Another call is being made for the Antigua and Barbuda Electoral Commission (ABEC) to distance itself from statements made by Prime Minister Gaston Browne of alleged voter padding.
This time the call has come from former St. Kitts and Nevis politician and attorney-at-law Dwyer Astaphan.
Astaphan’s position was expressed days after former ABEC chairman Bruce Goodwin made a similar call while also calling on the Commission to conduct an investigation into transfers leading up to the 2018 and 2023 General Elections.
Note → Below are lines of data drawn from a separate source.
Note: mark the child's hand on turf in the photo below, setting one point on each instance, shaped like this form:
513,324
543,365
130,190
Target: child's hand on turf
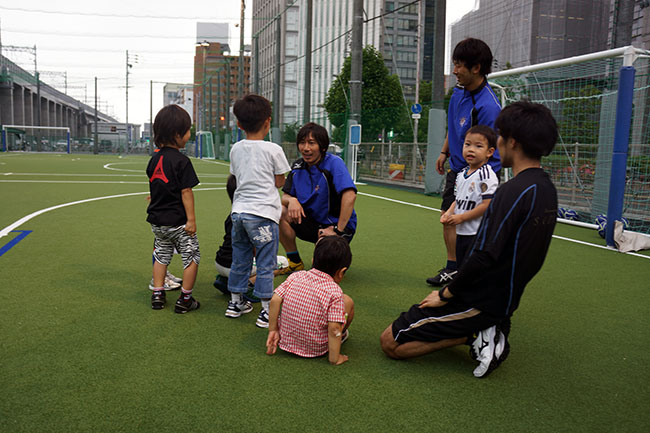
190,227
342,359
272,342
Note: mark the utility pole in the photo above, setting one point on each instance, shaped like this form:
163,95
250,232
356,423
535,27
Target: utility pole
418,67
150,117
275,133
240,91
307,91
96,142
127,101
357,61
438,73
256,59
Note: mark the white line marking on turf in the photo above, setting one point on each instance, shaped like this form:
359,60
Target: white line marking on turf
82,182
555,236
5,231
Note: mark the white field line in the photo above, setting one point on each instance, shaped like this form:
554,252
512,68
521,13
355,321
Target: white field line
4,232
555,236
82,182
142,175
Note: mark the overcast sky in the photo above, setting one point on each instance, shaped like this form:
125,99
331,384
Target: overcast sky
87,39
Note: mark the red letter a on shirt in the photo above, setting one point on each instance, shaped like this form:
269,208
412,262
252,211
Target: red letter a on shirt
158,172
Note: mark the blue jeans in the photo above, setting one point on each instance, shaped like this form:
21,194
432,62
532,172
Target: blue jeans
248,232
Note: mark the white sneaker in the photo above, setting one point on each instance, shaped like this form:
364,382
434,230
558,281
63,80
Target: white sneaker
171,277
169,285
483,349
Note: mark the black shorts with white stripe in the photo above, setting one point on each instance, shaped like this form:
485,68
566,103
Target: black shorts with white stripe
452,320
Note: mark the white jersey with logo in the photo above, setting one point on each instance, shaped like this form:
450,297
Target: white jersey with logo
255,163
471,190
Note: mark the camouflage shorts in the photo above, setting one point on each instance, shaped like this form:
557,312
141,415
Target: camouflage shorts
168,238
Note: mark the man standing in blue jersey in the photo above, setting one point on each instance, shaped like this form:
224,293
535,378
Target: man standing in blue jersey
510,248
472,103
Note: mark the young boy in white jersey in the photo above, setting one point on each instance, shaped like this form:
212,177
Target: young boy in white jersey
475,186
259,167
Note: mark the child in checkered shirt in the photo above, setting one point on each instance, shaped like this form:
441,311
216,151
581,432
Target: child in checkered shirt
309,314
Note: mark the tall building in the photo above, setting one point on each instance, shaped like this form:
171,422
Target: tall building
526,32
216,85
394,34
180,94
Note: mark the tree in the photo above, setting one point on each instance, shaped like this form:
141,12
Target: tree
382,104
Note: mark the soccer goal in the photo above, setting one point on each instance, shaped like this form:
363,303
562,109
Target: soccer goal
204,146
601,101
22,138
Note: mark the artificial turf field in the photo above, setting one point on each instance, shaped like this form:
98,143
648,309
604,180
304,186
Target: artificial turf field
82,350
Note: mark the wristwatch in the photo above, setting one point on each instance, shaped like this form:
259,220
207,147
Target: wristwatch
339,232
443,298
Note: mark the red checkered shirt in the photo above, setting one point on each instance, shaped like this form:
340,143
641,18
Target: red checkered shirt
310,299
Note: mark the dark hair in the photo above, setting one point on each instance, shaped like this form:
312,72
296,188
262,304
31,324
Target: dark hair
318,133
532,125
252,111
331,254
170,121
472,52
486,132
231,186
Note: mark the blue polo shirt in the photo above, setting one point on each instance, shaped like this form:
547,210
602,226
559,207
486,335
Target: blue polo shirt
318,189
459,120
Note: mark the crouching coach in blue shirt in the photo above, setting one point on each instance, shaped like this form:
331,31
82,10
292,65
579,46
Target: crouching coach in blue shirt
318,196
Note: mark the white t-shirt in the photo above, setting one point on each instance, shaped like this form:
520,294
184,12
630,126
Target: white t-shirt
471,190
255,164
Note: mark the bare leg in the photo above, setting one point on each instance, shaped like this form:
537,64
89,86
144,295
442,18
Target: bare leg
159,272
348,304
449,234
189,276
287,234
413,348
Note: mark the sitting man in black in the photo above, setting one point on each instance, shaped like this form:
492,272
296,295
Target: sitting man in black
510,248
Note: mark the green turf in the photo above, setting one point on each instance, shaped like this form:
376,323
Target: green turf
81,349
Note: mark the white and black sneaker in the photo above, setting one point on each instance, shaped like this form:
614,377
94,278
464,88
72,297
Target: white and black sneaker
490,349
169,285
262,319
235,309
444,277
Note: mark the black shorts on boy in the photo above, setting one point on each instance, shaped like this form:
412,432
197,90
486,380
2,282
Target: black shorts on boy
450,321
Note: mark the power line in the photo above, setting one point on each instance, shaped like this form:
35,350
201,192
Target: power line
114,15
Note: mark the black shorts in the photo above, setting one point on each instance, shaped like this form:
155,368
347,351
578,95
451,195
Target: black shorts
308,229
448,194
452,320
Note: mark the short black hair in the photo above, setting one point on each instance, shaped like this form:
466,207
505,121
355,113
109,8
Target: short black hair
231,186
170,121
486,132
332,253
472,52
252,111
318,132
532,125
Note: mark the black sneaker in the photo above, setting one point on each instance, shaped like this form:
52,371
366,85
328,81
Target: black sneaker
262,319
221,284
158,300
235,310
445,276
185,305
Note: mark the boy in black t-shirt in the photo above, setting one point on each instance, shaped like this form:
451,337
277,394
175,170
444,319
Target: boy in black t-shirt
510,248
171,211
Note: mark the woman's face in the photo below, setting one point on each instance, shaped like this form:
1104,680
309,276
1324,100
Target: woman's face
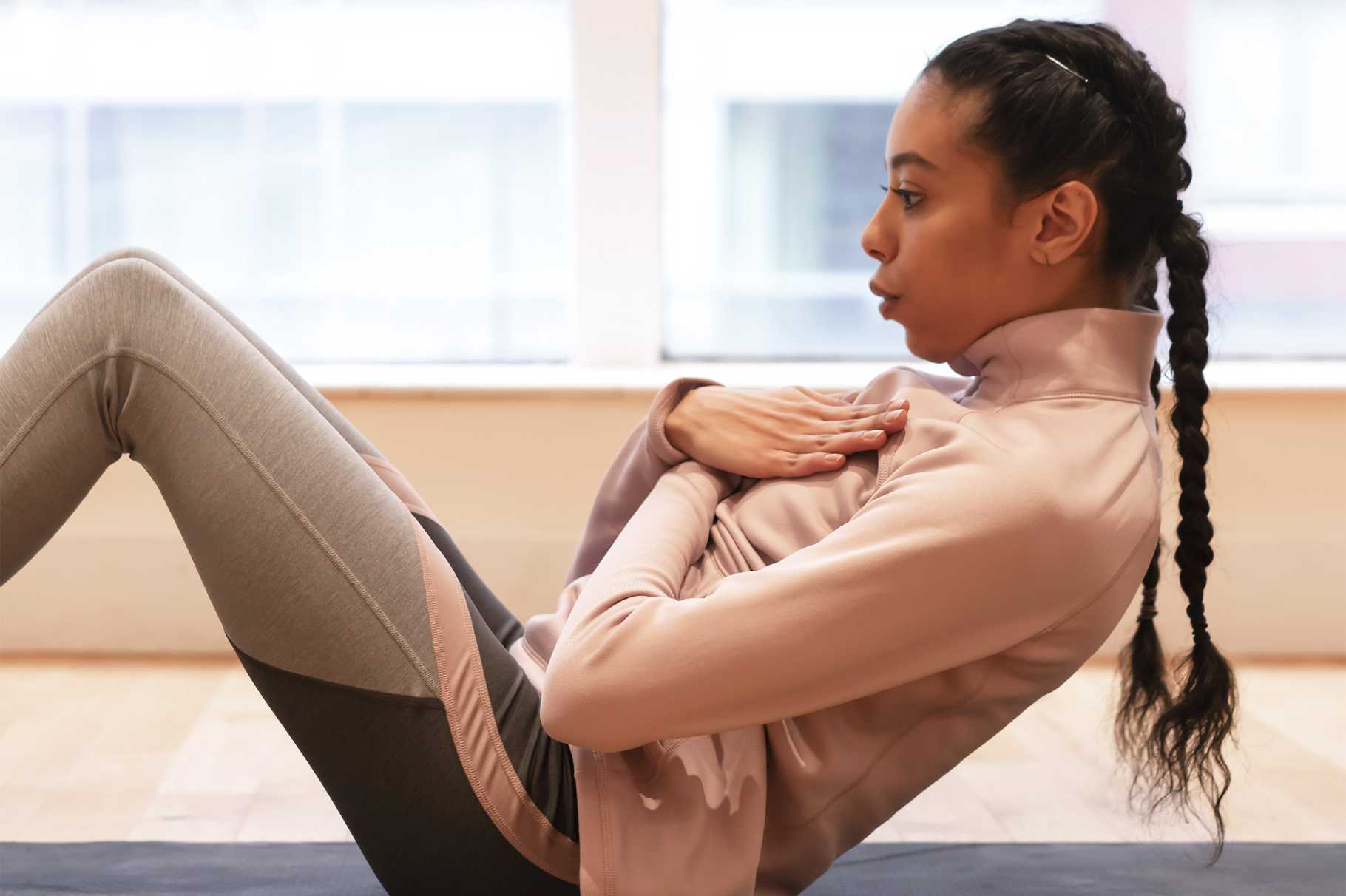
960,262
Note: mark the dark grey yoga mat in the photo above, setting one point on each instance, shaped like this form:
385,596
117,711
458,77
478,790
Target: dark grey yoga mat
870,869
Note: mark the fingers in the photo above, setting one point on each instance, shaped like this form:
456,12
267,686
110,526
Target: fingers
825,397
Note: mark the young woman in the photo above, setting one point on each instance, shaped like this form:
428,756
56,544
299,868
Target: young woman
777,628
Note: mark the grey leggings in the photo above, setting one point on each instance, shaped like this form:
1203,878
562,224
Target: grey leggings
357,618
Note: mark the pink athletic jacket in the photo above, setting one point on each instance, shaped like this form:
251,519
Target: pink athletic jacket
755,674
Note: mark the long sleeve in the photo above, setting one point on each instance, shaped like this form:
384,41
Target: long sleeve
643,459
948,561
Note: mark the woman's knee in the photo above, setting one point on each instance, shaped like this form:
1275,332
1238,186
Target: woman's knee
134,303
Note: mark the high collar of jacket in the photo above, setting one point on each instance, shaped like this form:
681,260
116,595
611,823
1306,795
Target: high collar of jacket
1092,350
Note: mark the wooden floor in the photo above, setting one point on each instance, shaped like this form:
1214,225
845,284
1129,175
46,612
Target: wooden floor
149,750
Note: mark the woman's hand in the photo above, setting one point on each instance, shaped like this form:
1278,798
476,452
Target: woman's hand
779,432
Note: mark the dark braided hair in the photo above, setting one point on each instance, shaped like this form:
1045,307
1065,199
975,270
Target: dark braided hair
1061,100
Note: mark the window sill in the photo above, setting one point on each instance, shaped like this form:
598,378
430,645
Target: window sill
512,379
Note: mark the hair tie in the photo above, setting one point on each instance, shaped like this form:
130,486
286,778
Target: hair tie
1147,605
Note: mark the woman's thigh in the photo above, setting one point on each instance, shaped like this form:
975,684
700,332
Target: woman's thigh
314,566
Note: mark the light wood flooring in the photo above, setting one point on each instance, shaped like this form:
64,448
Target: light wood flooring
189,751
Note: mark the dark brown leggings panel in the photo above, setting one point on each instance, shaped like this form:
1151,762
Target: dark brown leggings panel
544,764
389,766
310,561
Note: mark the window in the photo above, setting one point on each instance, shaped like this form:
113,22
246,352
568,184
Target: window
613,186
371,182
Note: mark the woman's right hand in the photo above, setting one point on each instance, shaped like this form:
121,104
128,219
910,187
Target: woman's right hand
779,432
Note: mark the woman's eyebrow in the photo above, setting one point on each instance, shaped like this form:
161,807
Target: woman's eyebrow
914,157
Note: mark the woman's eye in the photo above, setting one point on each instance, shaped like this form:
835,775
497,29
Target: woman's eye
904,194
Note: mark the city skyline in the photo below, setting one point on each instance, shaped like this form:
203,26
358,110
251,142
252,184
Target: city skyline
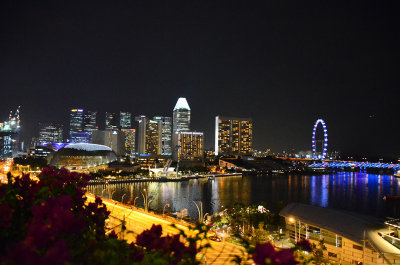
335,62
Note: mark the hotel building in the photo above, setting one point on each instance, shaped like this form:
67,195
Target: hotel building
50,133
166,134
180,123
149,136
76,121
233,136
191,146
All this comes after PM Browne on the weekend made statements apparently disclosing that voters were transferred out of his constituency (St. John’s City West) into other constituencies to give the Antigua Labour Party (ALP) candidates a better chance at winning their seat.
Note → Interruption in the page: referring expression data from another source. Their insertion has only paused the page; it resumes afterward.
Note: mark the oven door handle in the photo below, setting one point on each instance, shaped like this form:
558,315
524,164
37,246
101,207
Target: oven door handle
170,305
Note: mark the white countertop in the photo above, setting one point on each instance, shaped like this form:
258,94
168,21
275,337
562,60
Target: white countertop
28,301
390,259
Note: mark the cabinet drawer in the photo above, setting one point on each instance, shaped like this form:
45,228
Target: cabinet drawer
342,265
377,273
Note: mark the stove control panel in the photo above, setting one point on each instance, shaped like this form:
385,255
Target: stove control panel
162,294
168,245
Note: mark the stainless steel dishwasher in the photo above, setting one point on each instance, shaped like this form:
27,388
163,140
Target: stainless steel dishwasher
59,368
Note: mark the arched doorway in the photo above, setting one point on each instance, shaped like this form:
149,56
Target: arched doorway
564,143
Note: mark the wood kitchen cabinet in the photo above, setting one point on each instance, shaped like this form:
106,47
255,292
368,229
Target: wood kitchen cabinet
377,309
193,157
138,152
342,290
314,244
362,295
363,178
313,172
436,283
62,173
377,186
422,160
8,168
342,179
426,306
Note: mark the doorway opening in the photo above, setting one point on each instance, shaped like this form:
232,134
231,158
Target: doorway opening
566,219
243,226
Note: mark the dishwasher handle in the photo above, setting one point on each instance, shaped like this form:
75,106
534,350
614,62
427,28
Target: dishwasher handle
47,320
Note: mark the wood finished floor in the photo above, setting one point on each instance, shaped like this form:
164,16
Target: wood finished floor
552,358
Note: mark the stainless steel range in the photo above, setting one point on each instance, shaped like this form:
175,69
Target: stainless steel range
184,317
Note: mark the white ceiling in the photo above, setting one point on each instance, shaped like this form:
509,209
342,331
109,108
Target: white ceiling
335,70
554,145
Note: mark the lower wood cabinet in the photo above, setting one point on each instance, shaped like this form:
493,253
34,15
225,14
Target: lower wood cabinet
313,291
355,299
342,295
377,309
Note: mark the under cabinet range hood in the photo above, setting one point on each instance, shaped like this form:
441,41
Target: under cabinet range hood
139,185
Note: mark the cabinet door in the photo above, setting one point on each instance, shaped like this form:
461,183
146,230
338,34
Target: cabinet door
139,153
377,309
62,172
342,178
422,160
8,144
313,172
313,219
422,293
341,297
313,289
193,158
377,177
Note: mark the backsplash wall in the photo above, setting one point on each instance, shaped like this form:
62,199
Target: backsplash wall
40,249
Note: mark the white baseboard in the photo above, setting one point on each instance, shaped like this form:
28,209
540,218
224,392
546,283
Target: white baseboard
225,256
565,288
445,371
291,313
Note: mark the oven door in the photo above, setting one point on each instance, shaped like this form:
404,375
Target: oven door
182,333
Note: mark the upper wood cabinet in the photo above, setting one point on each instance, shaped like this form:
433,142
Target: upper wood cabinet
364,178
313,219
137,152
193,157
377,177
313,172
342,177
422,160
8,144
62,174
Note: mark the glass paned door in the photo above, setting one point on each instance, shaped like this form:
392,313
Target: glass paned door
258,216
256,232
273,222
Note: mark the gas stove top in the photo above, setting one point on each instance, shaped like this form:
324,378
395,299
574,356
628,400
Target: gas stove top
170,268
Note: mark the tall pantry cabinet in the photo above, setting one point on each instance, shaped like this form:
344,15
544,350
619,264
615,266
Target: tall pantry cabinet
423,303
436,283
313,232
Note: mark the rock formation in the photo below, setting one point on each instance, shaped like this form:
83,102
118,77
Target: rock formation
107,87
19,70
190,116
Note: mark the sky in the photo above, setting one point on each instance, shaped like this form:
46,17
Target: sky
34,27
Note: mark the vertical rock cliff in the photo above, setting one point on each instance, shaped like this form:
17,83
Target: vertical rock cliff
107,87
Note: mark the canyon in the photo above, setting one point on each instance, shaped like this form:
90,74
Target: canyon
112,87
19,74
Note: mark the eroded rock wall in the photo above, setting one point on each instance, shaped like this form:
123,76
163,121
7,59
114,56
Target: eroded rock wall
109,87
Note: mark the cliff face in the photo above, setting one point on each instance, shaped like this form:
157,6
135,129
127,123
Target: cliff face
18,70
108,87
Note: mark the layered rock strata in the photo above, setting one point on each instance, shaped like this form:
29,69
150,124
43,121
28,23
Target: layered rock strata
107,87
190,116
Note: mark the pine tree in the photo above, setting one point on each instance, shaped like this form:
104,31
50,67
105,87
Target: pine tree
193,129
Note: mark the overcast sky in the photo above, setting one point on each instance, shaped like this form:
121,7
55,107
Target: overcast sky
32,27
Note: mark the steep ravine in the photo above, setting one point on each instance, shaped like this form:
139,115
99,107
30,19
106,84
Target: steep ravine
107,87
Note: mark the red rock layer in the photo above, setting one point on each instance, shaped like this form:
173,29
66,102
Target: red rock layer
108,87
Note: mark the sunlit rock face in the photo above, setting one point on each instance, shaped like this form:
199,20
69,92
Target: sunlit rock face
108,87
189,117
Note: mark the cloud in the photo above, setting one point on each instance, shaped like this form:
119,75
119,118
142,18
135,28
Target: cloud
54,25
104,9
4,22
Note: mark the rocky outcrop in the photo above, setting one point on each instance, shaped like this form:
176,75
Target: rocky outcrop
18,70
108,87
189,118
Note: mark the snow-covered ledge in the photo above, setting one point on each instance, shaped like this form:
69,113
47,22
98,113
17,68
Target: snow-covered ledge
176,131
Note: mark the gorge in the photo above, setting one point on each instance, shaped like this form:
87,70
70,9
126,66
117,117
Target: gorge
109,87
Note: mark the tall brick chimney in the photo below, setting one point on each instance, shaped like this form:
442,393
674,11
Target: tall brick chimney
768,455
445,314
Astaphan, a social and political activist, says that the Commission should, at all times, project an image of independence and objectivity that would greatly enhance the electoral process and the perception of professionalism and transparency.
He says that ABEC is duty bound to look into the comment made by Prime Minister Browne or if they fail to address the situation the members should resign.
Astaphan says when abnormal behaviour goes unfixed it becomes the new norm and people begin to embrace it.
The attorney says that ABEC should have an interest in democracy and to ensure the integrity of the Office of Prime Minister.
ABEC is yet to speak publicly on the prime minister’s comment.